AIMS AND METHODS: Some pharmacologic activities of a micronized flavonoid complex consisting of 90% diosmin + 10% hesperidin (Daflon 500 mg*) have been investigated by use of various experimental models: (1) interference with mechanisms of edema (synthesis of arachidonic acid derivatives, microvascular hyperpermeability induced by bradykinin, ischemia, or streptozotocin), (2) interference with lymphatic drainage (thoracic duct fistula in the dog).
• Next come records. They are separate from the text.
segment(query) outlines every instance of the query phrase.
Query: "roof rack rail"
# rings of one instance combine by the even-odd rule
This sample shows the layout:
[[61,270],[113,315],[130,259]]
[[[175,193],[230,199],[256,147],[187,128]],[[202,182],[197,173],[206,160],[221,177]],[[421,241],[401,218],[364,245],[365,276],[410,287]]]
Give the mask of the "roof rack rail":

RESULTS: Daflon 500 mg inhibited prostaglandin E2 (PGE2) and thromboxane A2 (TxA2) synthesis during a one-month oral daily treatment (100 mg.kg-1.day-1) in the rat, after induction of chronic inflammation by subcutaneous implantation of sponge fragments. Microvascular hyperpermeability induced by bradykinin or ischemia in the rat cremaster muscle was reduced after an oral treatment with Daflon 500 mg (100 mg.kg-1 twice daily). Microvascular hyperpermeability of the streptozotocin-induced diabetic rat was antagonized when Daflon 500 mg (300 mg.kg-1 once daily) was given orally as a preventive treatment. In the anesthetized dog, an increase in lymphatic flow, correlated with administered doses, was observed after IV injection of Daflon 500 mg. Lymphatic flow was maximal twenty minutes after injection of the drug (12.5 mg.kg-1) and was three times higher than the basal flow.
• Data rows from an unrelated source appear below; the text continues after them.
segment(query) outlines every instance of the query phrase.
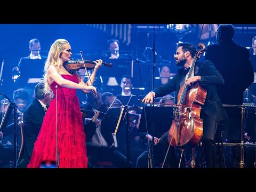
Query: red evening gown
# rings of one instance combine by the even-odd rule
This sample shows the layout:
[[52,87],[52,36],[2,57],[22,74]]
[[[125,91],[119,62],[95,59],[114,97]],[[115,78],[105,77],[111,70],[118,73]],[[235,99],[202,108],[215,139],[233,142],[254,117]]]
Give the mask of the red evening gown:
[[[75,75],[61,76],[78,83]],[[56,162],[56,85],[59,167],[87,168],[85,134],[76,90],[62,87],[55,82],[51,85],[54,99],[44,117],[28,168],[39,167],[44,162]]]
CONCLUSION: The protective effect of Daflon 500 mg against the formation of perivascular edema and its therapeutic value in the treatment of venous stasis could be explained by its inhibitory activity on the inflammatory process or ischemia-induced hyperpermeability and by its stimulatory effect on the pulsatile activity of lymphatic vessels.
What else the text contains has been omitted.